La prima celebrazione della festa dei lavoratori nel nuovo millennio induce a ripensare alcuni aspetti della teoria del plusvalore, alla luce delle mutate condizioni della vita produttiva e dei  rapporti tra  i fattori della produzione.

Secondo  la teoria del plusvalore, al lavoratore viene tolta gran parte del frutto della sua fatica. Secondo il concetto di alienazione, l'uomo è spersonalizzato come essere sociale e reificato nelle merci. Nella società della comunicazione informatica, all'uomo è sottratta ora la dimensione corporea, considerata dai nuovi teorici del plusvalore "carne superflua". Ma non basta.

Un residuo di umanesimo possibile sopravvive, pur estraniato e smaterializzato come mai prima, solo nella virtualità dell'immagine. E dal momento che l'immagine è il residuo di realtà, per quanto  virtuale, essa diventa merce preziosa. Con la new economy il monopolista perciò non può accontentarsi di accumulare ricchezza di beni materiali, a rischio di bassa remunerazione politica, mira bensì all'accumulazione di un capitale nuovo, costituito dai mezzi di produzione e distribuzione delle immagini. 

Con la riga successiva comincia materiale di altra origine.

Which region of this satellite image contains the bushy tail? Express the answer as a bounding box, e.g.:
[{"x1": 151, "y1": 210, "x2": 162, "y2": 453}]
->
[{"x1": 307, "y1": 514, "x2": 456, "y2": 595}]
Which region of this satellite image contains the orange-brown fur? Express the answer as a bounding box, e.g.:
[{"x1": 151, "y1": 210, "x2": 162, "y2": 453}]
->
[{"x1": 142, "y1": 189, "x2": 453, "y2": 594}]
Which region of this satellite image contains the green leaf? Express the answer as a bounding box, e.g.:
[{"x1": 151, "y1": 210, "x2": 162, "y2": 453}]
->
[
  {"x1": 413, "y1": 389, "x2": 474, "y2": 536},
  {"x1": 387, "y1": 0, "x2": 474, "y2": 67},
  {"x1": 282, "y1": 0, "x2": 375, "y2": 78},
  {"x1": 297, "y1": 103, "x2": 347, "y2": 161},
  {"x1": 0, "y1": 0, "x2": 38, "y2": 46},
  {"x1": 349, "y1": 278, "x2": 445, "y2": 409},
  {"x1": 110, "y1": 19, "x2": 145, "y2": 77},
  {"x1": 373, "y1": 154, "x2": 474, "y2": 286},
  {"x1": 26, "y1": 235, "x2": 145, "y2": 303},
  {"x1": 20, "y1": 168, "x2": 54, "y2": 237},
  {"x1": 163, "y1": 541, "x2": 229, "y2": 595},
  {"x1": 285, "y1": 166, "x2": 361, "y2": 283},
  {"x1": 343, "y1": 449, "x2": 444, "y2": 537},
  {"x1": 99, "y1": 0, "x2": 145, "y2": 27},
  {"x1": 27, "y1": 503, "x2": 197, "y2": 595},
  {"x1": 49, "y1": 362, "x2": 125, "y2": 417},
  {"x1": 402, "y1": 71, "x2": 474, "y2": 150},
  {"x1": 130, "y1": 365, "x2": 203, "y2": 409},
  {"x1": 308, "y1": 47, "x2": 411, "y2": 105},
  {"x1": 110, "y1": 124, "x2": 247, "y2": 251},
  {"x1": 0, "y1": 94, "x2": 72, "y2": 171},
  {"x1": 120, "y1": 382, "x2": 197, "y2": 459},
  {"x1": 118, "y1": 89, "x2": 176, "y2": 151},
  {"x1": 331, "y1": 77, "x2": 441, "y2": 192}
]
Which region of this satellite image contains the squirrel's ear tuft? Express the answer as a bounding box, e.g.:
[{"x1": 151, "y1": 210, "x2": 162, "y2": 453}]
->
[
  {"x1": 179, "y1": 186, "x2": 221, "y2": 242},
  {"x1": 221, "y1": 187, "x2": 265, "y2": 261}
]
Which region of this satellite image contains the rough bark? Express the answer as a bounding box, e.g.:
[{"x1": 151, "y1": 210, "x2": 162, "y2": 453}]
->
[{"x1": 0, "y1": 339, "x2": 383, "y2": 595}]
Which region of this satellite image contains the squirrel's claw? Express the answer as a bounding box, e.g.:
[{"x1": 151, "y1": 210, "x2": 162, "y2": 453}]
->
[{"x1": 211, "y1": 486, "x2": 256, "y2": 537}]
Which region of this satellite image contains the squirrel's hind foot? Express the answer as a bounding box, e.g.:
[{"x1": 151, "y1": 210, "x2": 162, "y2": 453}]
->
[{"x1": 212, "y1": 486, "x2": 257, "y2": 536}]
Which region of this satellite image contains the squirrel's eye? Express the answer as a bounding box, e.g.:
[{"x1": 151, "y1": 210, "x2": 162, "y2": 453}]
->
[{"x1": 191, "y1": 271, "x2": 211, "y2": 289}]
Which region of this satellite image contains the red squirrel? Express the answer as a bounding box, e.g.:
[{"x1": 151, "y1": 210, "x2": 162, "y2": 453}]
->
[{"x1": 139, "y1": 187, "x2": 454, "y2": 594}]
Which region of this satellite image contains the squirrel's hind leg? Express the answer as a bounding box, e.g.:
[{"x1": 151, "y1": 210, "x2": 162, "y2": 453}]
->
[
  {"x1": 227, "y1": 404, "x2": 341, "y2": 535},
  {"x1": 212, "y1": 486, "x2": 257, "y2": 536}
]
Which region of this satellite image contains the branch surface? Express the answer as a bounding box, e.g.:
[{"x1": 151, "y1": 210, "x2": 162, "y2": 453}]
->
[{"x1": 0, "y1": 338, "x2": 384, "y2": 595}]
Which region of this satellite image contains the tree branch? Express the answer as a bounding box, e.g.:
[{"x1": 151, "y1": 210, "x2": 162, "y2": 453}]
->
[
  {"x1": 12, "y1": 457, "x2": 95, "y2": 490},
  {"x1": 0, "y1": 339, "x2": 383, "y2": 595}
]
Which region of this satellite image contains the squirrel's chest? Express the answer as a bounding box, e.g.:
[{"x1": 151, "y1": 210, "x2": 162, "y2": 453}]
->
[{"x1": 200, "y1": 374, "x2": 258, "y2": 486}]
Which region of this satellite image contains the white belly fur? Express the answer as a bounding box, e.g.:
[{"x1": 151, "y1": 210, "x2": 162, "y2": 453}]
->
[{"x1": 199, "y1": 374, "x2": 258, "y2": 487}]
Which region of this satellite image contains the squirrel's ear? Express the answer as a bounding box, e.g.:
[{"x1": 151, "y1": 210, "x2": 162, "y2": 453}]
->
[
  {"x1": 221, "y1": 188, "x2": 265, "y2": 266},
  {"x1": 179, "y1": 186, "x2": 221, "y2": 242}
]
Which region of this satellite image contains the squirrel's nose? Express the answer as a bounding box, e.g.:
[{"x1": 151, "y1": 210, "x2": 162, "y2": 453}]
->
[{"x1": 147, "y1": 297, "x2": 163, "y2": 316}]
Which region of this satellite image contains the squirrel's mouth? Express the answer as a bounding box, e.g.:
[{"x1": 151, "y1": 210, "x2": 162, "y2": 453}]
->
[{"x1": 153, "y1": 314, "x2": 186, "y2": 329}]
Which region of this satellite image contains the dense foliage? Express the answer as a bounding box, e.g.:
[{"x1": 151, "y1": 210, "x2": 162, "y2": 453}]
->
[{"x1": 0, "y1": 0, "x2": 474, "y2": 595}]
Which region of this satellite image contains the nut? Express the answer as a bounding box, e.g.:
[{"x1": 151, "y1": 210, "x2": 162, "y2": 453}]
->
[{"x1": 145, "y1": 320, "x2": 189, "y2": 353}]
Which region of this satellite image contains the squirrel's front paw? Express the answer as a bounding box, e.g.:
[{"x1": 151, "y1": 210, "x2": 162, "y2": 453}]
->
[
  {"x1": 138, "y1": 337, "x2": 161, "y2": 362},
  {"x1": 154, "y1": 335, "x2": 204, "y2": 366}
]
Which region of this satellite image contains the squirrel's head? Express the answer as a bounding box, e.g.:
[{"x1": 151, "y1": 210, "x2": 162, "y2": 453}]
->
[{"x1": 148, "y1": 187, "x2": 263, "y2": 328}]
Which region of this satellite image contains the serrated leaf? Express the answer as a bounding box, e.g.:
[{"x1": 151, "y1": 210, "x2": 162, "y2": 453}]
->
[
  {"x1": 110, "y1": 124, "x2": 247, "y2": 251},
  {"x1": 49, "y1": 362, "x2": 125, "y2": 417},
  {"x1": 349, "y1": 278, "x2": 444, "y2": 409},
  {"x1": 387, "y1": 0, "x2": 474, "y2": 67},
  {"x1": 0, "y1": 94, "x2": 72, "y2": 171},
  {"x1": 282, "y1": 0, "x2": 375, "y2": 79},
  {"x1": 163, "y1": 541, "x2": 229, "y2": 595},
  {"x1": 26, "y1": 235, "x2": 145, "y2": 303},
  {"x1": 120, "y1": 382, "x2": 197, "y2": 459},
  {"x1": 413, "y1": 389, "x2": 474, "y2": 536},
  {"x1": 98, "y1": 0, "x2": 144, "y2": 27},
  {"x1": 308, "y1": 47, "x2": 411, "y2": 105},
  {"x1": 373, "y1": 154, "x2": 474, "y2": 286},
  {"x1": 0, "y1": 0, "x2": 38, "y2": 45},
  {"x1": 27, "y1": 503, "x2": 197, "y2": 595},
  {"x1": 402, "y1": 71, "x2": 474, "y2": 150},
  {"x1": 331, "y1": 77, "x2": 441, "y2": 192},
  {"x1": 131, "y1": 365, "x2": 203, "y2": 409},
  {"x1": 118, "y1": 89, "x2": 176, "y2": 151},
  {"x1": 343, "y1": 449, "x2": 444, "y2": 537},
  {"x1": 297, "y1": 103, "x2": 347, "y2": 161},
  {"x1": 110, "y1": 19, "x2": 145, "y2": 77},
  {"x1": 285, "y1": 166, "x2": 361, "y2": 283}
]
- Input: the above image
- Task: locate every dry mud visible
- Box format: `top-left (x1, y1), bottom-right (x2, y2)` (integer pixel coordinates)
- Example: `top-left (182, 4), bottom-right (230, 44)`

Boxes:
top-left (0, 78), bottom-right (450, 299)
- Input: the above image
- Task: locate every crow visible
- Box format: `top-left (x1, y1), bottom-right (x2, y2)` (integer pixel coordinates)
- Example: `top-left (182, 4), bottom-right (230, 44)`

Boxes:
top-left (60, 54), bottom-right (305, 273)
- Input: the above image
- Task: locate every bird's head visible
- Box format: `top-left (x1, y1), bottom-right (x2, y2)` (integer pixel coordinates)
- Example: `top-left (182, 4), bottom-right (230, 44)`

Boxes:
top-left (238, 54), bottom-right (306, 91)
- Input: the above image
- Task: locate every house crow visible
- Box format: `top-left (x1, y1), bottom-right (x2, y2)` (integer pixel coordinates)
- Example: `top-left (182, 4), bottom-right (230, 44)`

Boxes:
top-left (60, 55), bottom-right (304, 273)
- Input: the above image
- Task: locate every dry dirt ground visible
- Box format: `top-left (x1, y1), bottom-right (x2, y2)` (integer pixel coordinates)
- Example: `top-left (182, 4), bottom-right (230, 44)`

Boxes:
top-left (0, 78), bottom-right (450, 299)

L'immagine è in primo luogo il complesso dei tratti della personalità fantasmatica che i media trasportano e distribuiscono a ciascuno. Ma è anche,  in senso propriamente visivo, l'aspetto eidetico della corporeità che, ancorché superflua, attribuisce a ciascuno l'identità narcisistica della cittadinanza mediatica. Nel vuoto delle apparenze, la cittadinanza mediatica è infatti ciò a cui l'edonismo ha ridotto la cittadinanza giuridica.

Il monopolista del capitale immaginifico si appropria perciò del potere di creare l'aura santificante e identificante delle creature virtuali, che fa o non fa apparire sui suoi canali televisivi e sulle loro appendici stampate. 

Vittima dell'ologramma di sé, a cui egli stesso crede, resta quindi sinceramente sorpreso e stupefatto quando un personaggio qualsiasi del suo mondo-spettacolo mostra di non ritenersi, anima e immagine, totale proprietà del padrone della ferriera virtuale. 

Per prevenire il crearsi di tali inconvenienti, il monopolista ha programmato un'economia del neoplusvalore, ovvero una politica di sottrazione d'immagine, che intende de-soggettivare ogni antagonista o alleato-dipendente, impedendo loro di darsi   un'identità o di scegliersi un ruolo, o di apparire con un'immagine personale sui manifesti elettorali.

Appendice ottobre 2011: lo scenario è cambiato con internet e i social network, ma altre forme di sottrazione della propria immagine e delle informazioni personali sono in atto. Anche l’immagine del padrone è scomparsa dai prossimi manifesti elettorali. Resiste invece nel “vecchio” parlamento, appeso ai voti di fiducia penzolanti sul baratro.